En février, les États-Unis ont annoncé de manière unilatérale le lancement de la procédure de suspension de l'accord, ce à quoi le président russe Vladimir Poutine a réagi en signant également un décret sur la suspension du traité FNI par la Russie.
«Soit Trump ment, soit il joue un jeu incompréhensible dans le cadre de sa campagne électorale afin de se faire réélire. L'Amérique ne renoncera jamais à l'arme nucléaire car elle sait parfaitement que c'est la seule chose qui dissuade les plus grandes puissances de déclencher une guerre. Si Saddam Hussein ou Mouammar Kadhafi avaient possédé l'arme nucléaire, ils n'auraient jamais été attaqués», remarque Alexandre Domrine, professeur à la faculté de droit du Haut collège d'économie (Moscou).
«Trump comprend que l'Amérique pourrait jouer un certain rôle dans la mise en place d'une zone non nucléaire sur la péninsule coréenne. Mais ce n'est rien de plus qu'une supposition. Quand les États-Unis renoncent au FNI, c'est compréhensible. Le traité est obsolète, mais la Russie ne doit pas s'entendre avec les États-Unis en matière de désarmement tout en sachant qu'une dizaine de pays disposant de mêmes armes est apparue depuis trente ans. C'est pourquoi le message de Trump disant que Washington a besoin de s'entendre non seulement avec Moscou, mais également au moins avec Pékin, est compréhensible. Mais il est impossible de s'imaginer aujourd'hui un tel accord aujourd'hui parce qu'il ne s'agit plus de relations bilatérales, mais d'un triangle», souligne Alexandre Domrine.

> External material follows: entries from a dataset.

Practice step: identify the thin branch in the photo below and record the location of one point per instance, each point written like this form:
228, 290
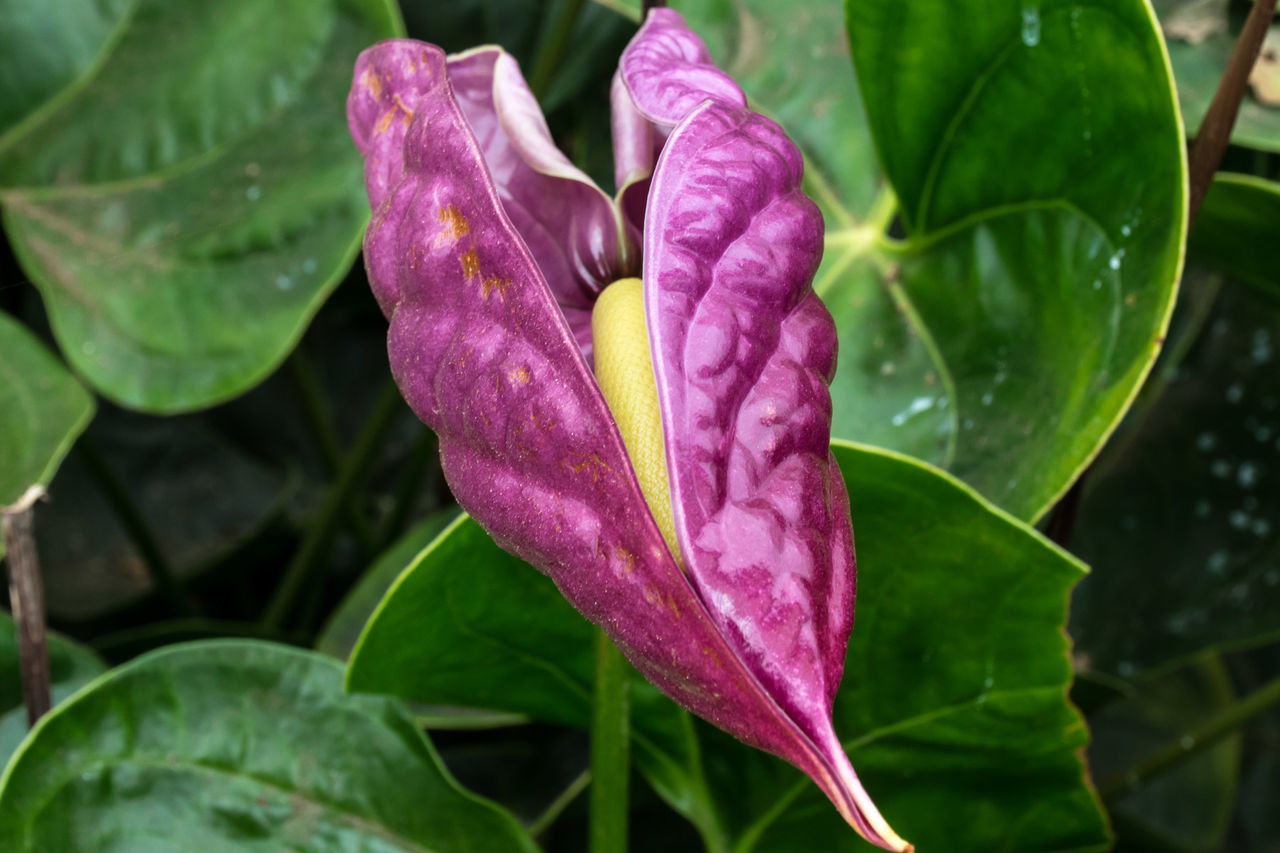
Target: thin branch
27, 600
1191, 743
563, 801
1215, 132
1203, 160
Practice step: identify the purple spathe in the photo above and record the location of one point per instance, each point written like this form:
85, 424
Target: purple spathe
487, 250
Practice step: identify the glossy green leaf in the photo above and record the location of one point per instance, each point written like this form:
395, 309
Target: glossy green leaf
1201, 35
188, 200
470, 625
1235, 229
1037, 156
42, 410
952, 702
1188, 807
339, 634
71, 666
1191, 565
200, 496
41, 55
245, 747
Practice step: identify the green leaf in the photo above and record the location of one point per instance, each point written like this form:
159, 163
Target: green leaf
952, 702
339, 634
1188, 807
1037, 270
245, 747
187, 203
952, 707
1201, 35
1235, 229
490, 632
41, 55
1191, 565
42, 410
201, 496
71, 666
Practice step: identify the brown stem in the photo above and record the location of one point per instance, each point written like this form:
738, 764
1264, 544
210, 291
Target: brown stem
1206, 155
1215, 132
27, 598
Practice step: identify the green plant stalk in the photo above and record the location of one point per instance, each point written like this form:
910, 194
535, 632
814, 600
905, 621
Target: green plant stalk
557, 807
1212, 730
135, 525
410, 487
307, 561
553, 45
319, 420
27, 601
611, 735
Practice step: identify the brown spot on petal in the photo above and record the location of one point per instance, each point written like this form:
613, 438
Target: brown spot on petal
471, 265
456, 226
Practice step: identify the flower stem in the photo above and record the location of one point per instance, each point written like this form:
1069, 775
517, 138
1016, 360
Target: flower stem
136, 525
27, 600
1215, 131
611, 731
320, 529
1212, 730
554, 42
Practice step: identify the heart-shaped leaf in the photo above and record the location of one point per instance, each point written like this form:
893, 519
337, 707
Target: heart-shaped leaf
1157, 597
187, 197
1038, 268
1005, 337
954, 693
42, 410
242, 746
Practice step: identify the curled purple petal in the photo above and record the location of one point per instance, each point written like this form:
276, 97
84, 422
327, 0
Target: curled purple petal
744, 352
568, 223
668, 71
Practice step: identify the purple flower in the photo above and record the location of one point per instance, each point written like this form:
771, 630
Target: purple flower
682, 496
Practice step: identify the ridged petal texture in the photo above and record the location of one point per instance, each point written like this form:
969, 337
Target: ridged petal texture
753, 638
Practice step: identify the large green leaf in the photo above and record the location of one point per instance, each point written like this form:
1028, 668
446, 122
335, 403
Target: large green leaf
490, 632
1193, 564
71, 667
343, 626
187, 201
1037, 155
42, 409
237, 746
1235, 229
954, 697
1201, 36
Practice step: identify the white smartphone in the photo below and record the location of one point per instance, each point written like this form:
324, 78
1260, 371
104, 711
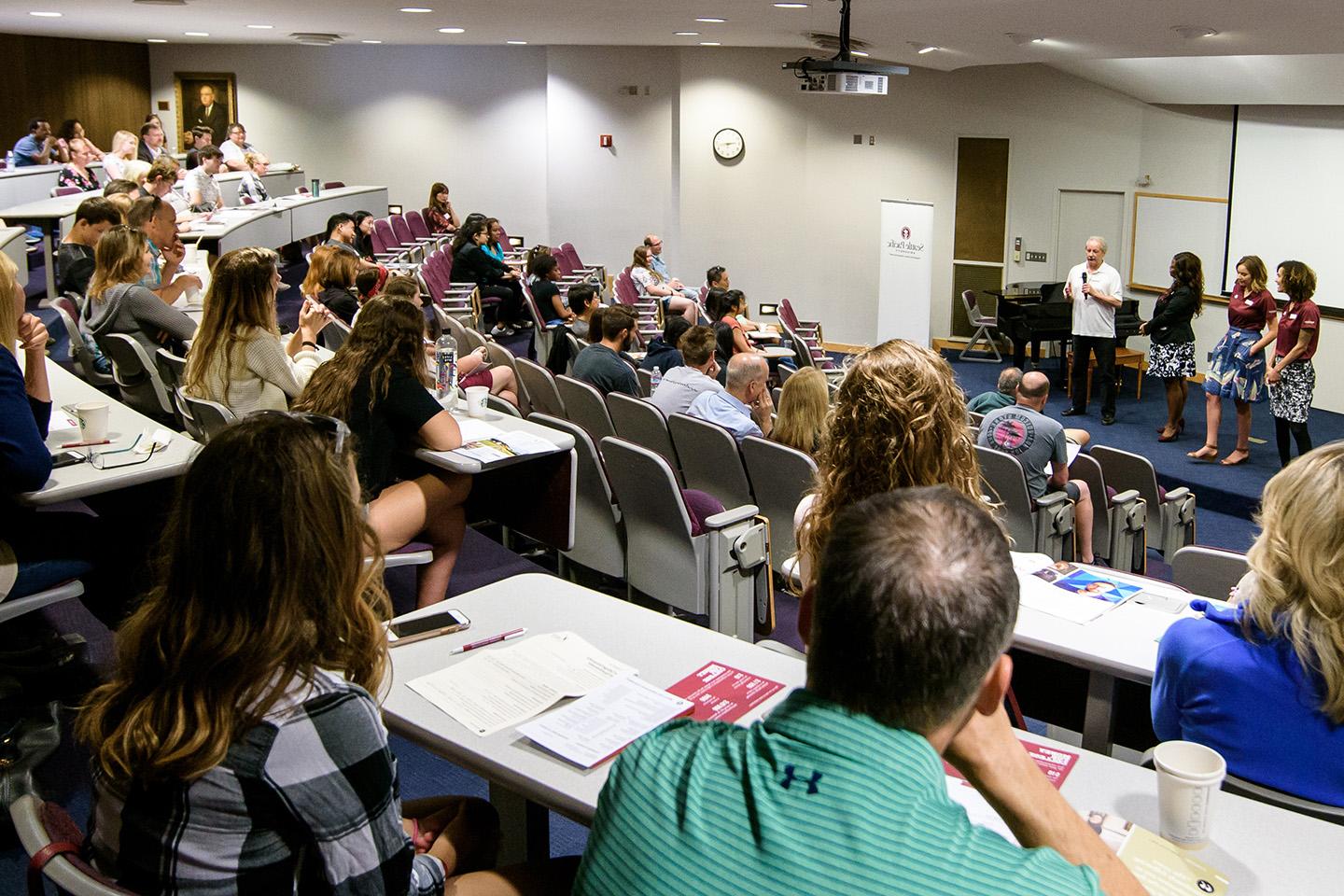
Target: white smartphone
430, 626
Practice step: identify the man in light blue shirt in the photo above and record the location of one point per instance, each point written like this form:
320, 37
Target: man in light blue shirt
745, 406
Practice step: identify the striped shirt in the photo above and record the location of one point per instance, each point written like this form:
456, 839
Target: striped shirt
813, 800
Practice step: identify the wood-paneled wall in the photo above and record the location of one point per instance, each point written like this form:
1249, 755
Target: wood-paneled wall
103, 83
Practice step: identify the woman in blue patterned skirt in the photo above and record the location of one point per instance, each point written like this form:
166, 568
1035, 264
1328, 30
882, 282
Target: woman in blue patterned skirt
1237, 370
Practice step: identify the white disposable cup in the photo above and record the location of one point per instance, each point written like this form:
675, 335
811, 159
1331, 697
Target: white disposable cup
1188, 776
93, 422
476, 397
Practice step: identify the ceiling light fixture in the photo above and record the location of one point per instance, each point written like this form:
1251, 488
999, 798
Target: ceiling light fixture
1191, 33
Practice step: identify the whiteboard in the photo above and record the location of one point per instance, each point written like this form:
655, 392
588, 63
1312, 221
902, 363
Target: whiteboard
1166, 225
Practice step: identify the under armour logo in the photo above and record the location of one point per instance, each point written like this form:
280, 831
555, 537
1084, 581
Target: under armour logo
791, 776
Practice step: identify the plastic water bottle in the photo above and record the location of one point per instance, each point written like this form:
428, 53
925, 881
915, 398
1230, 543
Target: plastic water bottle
445, 364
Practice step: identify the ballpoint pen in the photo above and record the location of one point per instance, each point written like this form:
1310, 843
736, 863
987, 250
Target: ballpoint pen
485, 642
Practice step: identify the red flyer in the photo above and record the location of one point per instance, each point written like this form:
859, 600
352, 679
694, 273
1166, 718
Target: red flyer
1054, 763
723, 693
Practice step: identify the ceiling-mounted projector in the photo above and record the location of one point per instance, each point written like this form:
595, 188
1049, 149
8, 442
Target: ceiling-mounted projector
843, 74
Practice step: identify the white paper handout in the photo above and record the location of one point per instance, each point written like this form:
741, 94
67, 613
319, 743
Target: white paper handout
597, 727
501, 687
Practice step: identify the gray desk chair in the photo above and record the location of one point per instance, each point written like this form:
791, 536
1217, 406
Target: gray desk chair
1175, 508
640, 422
1210, 572
1044, 525
1120, 522
779, 477
539, 385
137, 378
710, 459
983, 323
585, 406
598, 535
720, 572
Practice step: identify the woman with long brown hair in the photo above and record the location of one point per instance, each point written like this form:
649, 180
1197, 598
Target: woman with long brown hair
237, 357
238, 746
898, 421
378, 383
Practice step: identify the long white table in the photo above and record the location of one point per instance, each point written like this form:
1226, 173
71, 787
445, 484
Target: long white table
124, 425
1262, 849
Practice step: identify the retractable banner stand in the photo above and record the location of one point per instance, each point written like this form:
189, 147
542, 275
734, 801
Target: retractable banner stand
906, 275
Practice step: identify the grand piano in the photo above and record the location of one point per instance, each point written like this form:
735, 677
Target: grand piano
1031, 318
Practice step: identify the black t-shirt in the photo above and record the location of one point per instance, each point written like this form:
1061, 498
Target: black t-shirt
387, 427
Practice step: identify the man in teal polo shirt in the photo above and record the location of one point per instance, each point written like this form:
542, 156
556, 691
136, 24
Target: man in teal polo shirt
842, 789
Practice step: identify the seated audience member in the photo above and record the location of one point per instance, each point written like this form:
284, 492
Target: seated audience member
201, 137
1262, 681
202, 191
235, 148
155, 217
1004, 395
1025, 431
252, 184
238, 357
601, 366
898, 421
804, 402
151, 141
238, 745
330, 281
744, 407
74, 259
124, 147
544, 277
663, 349
77, 172
38, 147
651, 282
378, 383
683, 385
119, 303
441, 219
495, 280
842, 789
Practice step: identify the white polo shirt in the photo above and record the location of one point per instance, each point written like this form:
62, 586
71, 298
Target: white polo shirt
1093, 317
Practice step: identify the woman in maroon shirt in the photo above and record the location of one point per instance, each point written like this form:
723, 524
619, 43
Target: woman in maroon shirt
1292, 378
1237, 370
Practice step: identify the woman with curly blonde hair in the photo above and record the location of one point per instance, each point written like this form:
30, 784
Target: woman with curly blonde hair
898, 421
1262, 681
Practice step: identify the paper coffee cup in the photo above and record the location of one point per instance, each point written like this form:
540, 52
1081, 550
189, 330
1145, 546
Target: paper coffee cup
1188, 776
93, 421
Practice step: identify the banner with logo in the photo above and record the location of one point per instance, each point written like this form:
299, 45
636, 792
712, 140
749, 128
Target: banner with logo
904, 281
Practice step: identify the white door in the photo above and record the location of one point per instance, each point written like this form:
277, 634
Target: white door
1089, 213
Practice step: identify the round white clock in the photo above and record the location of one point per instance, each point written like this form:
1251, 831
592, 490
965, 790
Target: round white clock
727, 144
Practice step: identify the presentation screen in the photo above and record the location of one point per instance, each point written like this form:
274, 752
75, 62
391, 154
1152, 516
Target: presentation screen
1288, 191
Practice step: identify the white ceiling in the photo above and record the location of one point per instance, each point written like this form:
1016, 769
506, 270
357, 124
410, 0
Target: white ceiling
1129, 46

De son côté, Fedor Loukianov, président du Conseil pour la politique étrangère et de défense, rappelle que ce n'est pas la première fois que Donald Trump fait de telles déclarations. «Quand le président américain a annoncé le retrait du FNI, il a dit que les États-Unis voudraient conclure un autre traité, «un accord meilleur», comme il aime si bien dire, avec la participation de la Chine également», a déclaré l'expert au site Vzgliad.
«Il n'existe aucun plan concret derrière les propos de Donald Trump: le président américain a exprimé une idée abstraite qui n'a aucune perspective aujourd'hui», souligne Fedor Loukianov.
Fedor Loukianov note également que la Chine se trouve à un «autre niveau» en matière de potentiel nucléaire. «La Russie et les États-Unis possèdent environ 90% de toutes les armes nucléaires dans le monde — ce n'est pas un secret. La Chine, dont on ignore l'ampleur de l'arsenal nucléaire, est loin derrière. Mais il existe des craintes fondées que Pékin accroisse progressivement son potentiel nucléaire. Les réserves d'armement nucléaire d'autres pays européens, de la Corée du Nord, de l'Inde, d'Israël et du Pakistan, sont encore inférieures», conclut l'expert.
Les opinions exprimées dans ce contenu n'engagent que la responsabilité de l'auteur de l'article repris d'un média russe et traduit dans son intégralité en français.